Die ereignisreiche und umstrittene Geschichte des Libanon ist bislang aus vielen verschiedenen Blickwinkeln untersucht worden, ebenso erlebt die Gesellschaftsanalyse besonders nach Ende der syrischen Hegemonie über den Zedernstaat (2005)eine neue Blüte. In der regionalen Umgebung insgesamt und im Libanon im Speziellen wird dabei verstärkt über das Konzept der Zivilgesellschaft, deren potentielle Akteure, Handlungsspielräume und überhaupt deren Anwendbarkeit diskutiert – und zwar sowohl auf akademischer Ebene, als auch im täglichen Medienbetrieb. Verschiedene Gruppen (Gewerkschaften, Berufsverbände, nationale/internationale NGO`s, Medien) wurden und werden nach ihrer gesellschaftlichen Funktion untersucht. Gradmesser ist hierbei ihr Potenzial, wie auch ihr Willen, Interessenvertretung nicht mehr nach klientelistischen und konfessionalistischen Mustern zu organisieren, sowie die Frage nach ihrem integrativen Potenzial für die fragmentierte libanesische Gesellschaft insgesamt. Das Fazit fällt meist negativ aus, zu sehr dominieren traditionelle Loyalitätsmuster eben jene potenzielle Akteure einer Zivilgesellschaft.

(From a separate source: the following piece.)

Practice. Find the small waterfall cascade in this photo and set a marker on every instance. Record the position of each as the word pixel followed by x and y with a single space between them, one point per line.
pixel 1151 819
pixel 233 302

Die Studenten wiederum bilden hier einen Sonderfall: Sie gehören auch in jene Kategorie möglicher zivilgesellschaftlicher Akteure, wurden in der aktuellen (akademischen) Diskussion jedoch eher kursorisch behandelt. Dies steht im Gegensatz zur gesellschaftlichen Rolle, die ihnen im Verlauf der libanesischen Geschichte zugestanden wurde. So waren es Studenten, die in den 30er und 40er Jahren an den beiden großen Privatuniversitäten AUB und USJ agitierten und die ersten Massenbewegungen und politischen Parteien (SSNP, Kata’ib, CPL, Ba’ath) initiierten. Noch einschneidender war die Studentenbewegung der 60/70er Jahre, die Halim Barakat ausführlich beleuchtete. Sie stand einerseits im (selbstgesetzten) Bezug der internationalen Studentenproteste dieser Epoche, andererseits wurde sie durch den libanesischen (und regionalen) Rahmen geprägt – vielmehr noch, prägte sie diesen entscheidend selber mit und stand im Fokus der Vorgeschichte des libanesischen Bürgerkrieges. Die libanesische Studentenbewegung der 60/70er Jahre brachte nationale Missstände, wie Korruption, Unterentwicklung und Armut überhaupt ins breite öffentliche Bewusstsein, und war im Großen und Ganzen gegen den politischen status quo und seine Vertreter der traditionellen Elite gerichtet.
Dieses, sicherlich auch von den damals Beteiligten etwas verklärte, Image etablierte die soziale Gruppe Studenten als Akteure zivilgesellschaftlicher Aktion und dient noch heute als Referenzpunkt.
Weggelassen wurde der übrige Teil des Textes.